AFP | Benoit Pellegrin: Iran, hit by year-long US oil sanctions and recent protests over domestic fuel price hikes, retains a “strong voice” in the OPEC producing cartel which meets this week, analysts say.
The Islamic republic suffers from tumbling output yet remains a significant player in the Organization of the Petroleum Exporting Countries (OPEC), whose 14 nations from Africa, the Middle East and Latin America together pump 40 percent of the world’s oil.
Washington had re-imposed sanctions last year on Tehran’s exports after withdrawing from a 2015 nuclear deal.
“They still have a strong voice,” SEB analyst Bjarne Schieldrop told AFP ahead of this week’s gathering of both OPEC and its partners that include Russia.
OPEC descends on its plush Vienna headquarters Thursday and Friday and is expected to maintain output cuts alongside its partners—or perhaps even go deeper.
The cuts of 1.2 million barrels per day from October 2018 levels were originally fixed in December last year and were already extended at OPEC’s last meeting in July.
Crucially however, Iran was exempt from the deal, which is aimed at shoring up world oil prices and protecting precious revenues.
Yet the republic’s output has been shredded by US sanctions that prevent it exporting oil abroad.
According to OPEC data, Iran produced 2.192 million barrels of crude oil per day (mbpd) in the third quarter of 2019.
That contrasted sharply with the 3.813 mbpd of production which the Middle Eastern nation averaged in 2017.
PVM analyst Tamas Varga told AFP that Iran was suffering as a result of “maximum pressure from the United States.”
“Oil export exports are falling,” he added.
At the same time, some OPEC nations like Iraq and Kuwait have been able to keep their own output levels unchanged despite the cartel’s pact, Schieldrop said.
“The situation is unfair seen from Iran’s side,” he told AFP.
Meanwhile, Iran’s regional rival Iraq has not curbed its output, instead exceeding its own quota despite criticism from OPEC’s de-facto leader Saudi Arabia.
In the absence of US sanctions on Iran, oil prices would currently be trading far lower, according to Schieldrop.
“If that was not happening, we would have very low prices today,” he noted. Iran—a founding OPEC member which sits on the world’s fourth-biggest oil reserves and second-largest gas reserves — still retains its authority within the cartel.
It has been vocal critic of Russia’s increasingly powerful role within the so-called OPEC+ grouping.
But analysts note that Iran now faces social unrest linked to the impact of US sanctions.
Protests broke out across the country from November 15 and were ignited by a price hike on fuel—a heavily subsidized commodity in Iran—as part of an effort to ease pressure on the sanctions-hit economy.
“Iran is suffering economically and socially,” Varga said.
Videos emerged this week showing harrowing scenes of bleeding protesters, burning roadblocks and snipers on rooftops after Iran lifted a near-total internet blackout.

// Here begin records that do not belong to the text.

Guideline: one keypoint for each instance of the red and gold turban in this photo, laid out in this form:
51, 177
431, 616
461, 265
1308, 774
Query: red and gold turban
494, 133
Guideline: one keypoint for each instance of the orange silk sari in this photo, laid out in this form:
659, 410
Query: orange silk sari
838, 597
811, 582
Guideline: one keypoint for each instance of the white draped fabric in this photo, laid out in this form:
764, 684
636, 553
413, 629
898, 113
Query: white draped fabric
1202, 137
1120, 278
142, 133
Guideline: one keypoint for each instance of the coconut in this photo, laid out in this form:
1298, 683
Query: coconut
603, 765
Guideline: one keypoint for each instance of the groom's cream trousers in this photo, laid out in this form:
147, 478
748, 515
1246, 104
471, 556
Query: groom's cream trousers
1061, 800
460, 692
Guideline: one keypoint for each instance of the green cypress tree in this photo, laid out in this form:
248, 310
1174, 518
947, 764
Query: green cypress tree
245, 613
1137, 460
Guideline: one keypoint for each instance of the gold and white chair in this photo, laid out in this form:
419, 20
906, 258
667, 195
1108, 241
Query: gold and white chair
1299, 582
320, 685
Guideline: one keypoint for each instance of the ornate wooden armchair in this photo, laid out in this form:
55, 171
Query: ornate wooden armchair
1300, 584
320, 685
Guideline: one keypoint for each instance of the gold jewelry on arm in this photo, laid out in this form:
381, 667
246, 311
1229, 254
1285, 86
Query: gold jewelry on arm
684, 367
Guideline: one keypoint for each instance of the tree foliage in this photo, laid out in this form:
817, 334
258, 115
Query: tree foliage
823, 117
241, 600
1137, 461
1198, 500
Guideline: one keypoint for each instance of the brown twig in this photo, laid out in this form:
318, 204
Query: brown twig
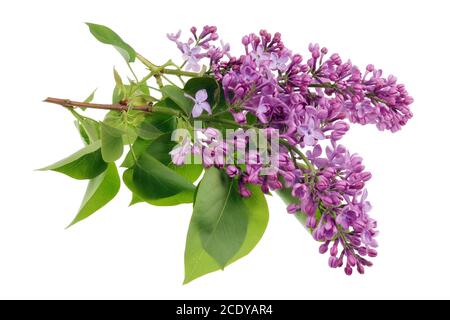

The footage has opened a window onto what analysts say was one of Tehran’s bloodiest crackdowns.
Many videos from some of the estimated 100 areas where demonstrations erupted appear to show security forces firing at close range at unarmed demonstrators or beating them with batons.
Meanwhile, The US State Department announced that Secretary of State Mike Pompeo would meet Wednesday in Portugal with Israeli Prime Minister Benjamin Netanyahu, who was expected to call for increased US pressure on the “tottering” Iranian government.